By practising this list, you are intentionally activating the relational circuits of your nervous system. You are saying: “I belong. I am seen.” Healing through connection is no longer theoretical: it becomes habitual.
Related Reading: Somatic Therapy at Velvet & Vine
Related Reading: Greater Good Science Center: The Science of Gratitude
Grounding Tool: Partnered Breathing
Connection isn’t just cognitive; it is somatic. Our nervous systems respond when another person is present, attuned, and synchronized with us. A practical way to embody healing through connection is through partnered breathing.
How to Practice
Choose someone you feel safe with.
Sit facing each other, perhaps for 5–10 minutes.
After a minute, invite the other person to match your rhythm.
After a few minutes, switch.
At the end, take a moment to share: “What I noticed in my body was…,” “I felt…”
Why This Helps
Coordinated breathing builds nervous system regulation.
It symbolises relational attunement and trust.
It anchors connection in the body rather than solely in words.
It can deepen trust and reduce isolation.
Adaptations for Queer & ND Folks
Sit side by side if eye contact is uncomfortable.
Try virtual co-regulation if in-person feels unsafe.
Use metronome apps or gentle background sounds.
End with verbal gratitude to seal the connection.
Healing Begins When We Let Others Witness Us
Trauma often tells us: “You must shut up. You must survive alone. Your truth is dangerous.” But the path of healing through connection offers a different message: “Your truth matters. We want to witness you. Together we become.”

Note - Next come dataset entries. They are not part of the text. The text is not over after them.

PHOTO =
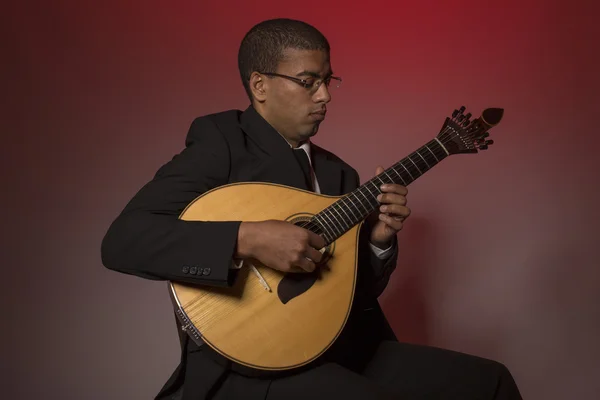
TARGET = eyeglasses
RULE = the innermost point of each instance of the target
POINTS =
(312, 84)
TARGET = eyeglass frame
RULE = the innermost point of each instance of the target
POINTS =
(303, 82)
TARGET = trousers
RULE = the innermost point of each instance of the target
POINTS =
(396, 371)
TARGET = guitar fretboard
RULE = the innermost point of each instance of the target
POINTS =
(351, 209)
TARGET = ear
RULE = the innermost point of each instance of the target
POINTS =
(258, 87)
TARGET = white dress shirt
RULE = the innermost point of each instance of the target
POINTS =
(381, 254)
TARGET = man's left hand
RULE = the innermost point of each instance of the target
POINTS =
(387, 221)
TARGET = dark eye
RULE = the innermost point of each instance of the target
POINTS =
(309, 82)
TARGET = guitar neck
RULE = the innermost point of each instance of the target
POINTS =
(355, 206)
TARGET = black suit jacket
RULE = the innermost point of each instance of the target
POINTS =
(148, 239)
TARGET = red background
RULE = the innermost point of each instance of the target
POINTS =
(498, 259)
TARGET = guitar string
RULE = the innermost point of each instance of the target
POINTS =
(314, 223)
(320, 226)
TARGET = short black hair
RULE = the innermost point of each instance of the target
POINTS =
(262, 48)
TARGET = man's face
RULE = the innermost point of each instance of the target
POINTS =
(293, 110)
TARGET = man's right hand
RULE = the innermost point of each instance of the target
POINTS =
(279, 245)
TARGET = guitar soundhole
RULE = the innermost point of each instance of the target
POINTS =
(305, 221)
(294, 284)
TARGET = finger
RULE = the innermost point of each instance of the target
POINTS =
(315, 241)
(314, 255)
(395, 210)
(305, 265)
(394, 188)
(392, 198)
(393, 223)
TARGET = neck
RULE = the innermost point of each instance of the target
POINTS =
(272, 121)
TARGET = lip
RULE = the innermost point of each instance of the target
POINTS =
(318, 115)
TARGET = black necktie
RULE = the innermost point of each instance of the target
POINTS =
(302, 159)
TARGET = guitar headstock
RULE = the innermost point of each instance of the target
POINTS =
(460, 134)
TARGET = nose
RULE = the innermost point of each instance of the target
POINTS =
(322, 94)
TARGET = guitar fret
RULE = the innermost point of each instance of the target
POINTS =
(332, 222)
(399, 176)
(425, 161)
(432, 153)
(361, 203)
(409, 174)
(368, 201)
(323, 226)
(349, 210)
(420, 172)
(341, 218)
(344, 203)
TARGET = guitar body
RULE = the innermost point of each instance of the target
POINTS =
(294, 322)
(247, 323)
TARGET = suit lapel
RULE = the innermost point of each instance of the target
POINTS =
(282, 164)
(328, 171)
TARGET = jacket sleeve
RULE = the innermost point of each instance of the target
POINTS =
(149, 240)
(378, 270)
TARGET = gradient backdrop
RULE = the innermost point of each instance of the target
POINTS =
(500, 255)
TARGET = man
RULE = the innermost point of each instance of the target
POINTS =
(286, 71)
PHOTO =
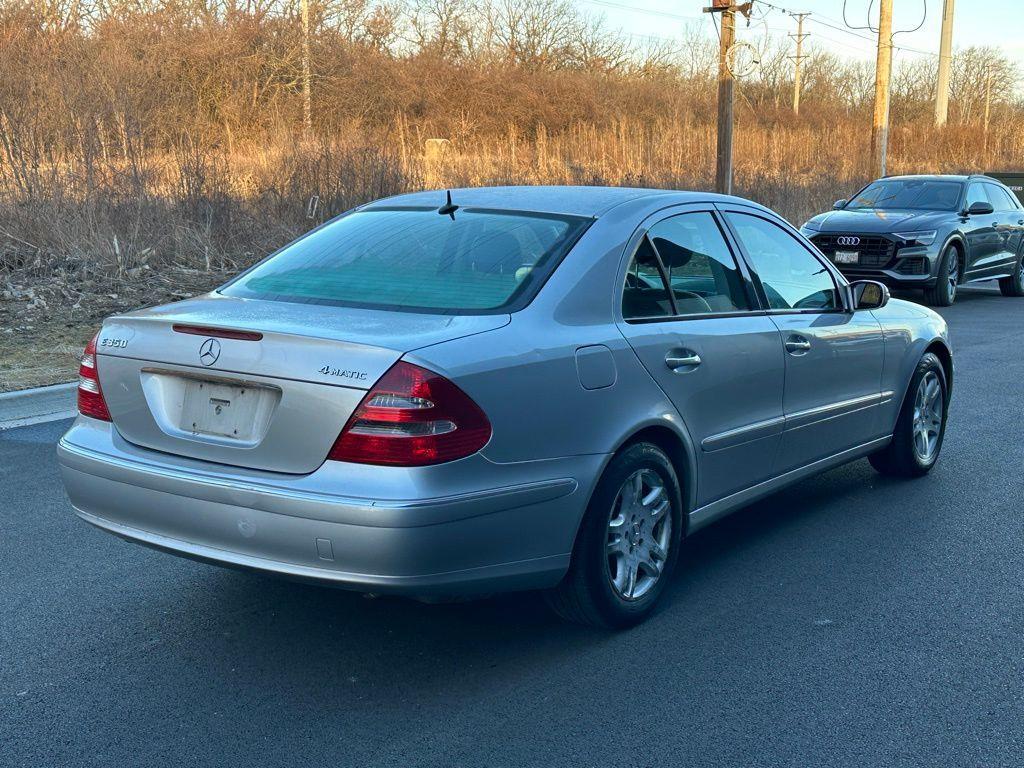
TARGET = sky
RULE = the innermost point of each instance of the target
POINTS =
(972, 23)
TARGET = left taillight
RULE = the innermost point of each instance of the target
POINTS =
(411, 418)
(90, 396)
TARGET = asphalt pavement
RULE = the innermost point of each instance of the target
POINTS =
(849, 621)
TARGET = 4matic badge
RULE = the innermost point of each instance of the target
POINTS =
(341, 373)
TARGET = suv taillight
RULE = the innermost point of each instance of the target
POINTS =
(412, 417)
(90, 396)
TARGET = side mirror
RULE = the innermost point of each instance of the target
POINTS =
(868, 294)
(980, 209)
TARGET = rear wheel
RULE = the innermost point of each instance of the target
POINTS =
(922, 424)
(943, 293)
(1014, 285)
(628, 543)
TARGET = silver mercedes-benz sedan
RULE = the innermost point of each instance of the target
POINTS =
(457, 393)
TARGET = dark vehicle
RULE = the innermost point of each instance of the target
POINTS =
(934, 232)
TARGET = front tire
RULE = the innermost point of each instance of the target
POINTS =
(628, 543)
(1014, 286)
(921, 426)
(943, 293)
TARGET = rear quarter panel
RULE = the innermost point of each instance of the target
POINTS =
(909, 330)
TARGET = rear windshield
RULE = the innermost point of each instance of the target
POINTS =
(912, 194)
(415, 259)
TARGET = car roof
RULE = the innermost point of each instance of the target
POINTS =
(944, 177)
(574, 201)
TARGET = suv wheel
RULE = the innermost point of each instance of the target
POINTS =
(1014, 286)
(922, 424)
(947, 280)
(628, 543)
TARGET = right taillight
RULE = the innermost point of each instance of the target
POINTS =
(90, 396)
(412, 417)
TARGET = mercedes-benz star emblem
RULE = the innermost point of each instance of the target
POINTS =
(209, 352)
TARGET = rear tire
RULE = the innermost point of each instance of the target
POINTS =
(943, 293)
(926, 404)
(1014, 286)
(610, 545)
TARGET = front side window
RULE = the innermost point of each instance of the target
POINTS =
(792, 276)
(415, 259)
(701, 270)
(911, 194)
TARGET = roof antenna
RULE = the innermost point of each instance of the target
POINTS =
(449, 208)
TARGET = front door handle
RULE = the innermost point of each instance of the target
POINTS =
(681, 359)
(797, 345)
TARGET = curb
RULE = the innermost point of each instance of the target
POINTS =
(37, 406)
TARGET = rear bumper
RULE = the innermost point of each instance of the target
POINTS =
(510, 537)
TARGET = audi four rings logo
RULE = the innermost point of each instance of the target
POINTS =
(209, 352)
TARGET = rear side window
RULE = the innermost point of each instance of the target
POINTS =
(791, 275)
(975, 194)
(1000, 199)
(415, 259)
(700, 268)
(645, 294)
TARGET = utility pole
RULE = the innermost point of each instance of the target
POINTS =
(726, 83)
(883, 76)
(945, 58)
(798, 59)
(988, 102)
(307, 117)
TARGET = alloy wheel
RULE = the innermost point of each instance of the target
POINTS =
(953, 273)
(928, 411)
(639, 535)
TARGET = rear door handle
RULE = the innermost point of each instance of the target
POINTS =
(682, 358)
(797, 345)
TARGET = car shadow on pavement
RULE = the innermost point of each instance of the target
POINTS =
(323, 627)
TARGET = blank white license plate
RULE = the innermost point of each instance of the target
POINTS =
(222, 410)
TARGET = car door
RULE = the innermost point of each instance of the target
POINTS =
(1009, 223)
(983, 240)
(834, 356)
(709, 345)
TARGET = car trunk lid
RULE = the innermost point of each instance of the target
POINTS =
(259, 384)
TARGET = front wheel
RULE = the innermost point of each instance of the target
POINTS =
(1014, 285)
(921, 426)
(628, 543)
(943, 293)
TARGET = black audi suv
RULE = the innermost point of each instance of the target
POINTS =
(934, 232)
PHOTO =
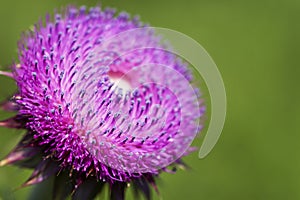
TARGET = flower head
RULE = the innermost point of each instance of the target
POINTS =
(102, 100)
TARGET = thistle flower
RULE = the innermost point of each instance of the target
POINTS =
(102, 101)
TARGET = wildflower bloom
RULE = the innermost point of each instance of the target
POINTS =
(102, 101)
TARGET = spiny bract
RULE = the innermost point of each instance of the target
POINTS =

In the relational-cultural frame, healing doesn’t mean becoming perfectly autonomous, detached, and invulnerable. It means becoming more connected, more present, more able to say: “I matter. You matter.”
For queer, trans, and neurodivergent folks, this is radical. It undoes isolation, rewrites shame, and enjoins our bodies and communities into the work of restoration. It invites us to reclaim belonging as body regulation, as witnessing, as mutual.
As you move forward:
Notice your relational landscape.
Use the connection gratitude list.
Try the partnered breathing exercise.
Seek therapists versed in relational-cultural approaches.
Because the truth is: healing doesn’t happen despite others; it happens with others. Healing through connection is a reclamation. It is a return to the relational medicine we were born to receive.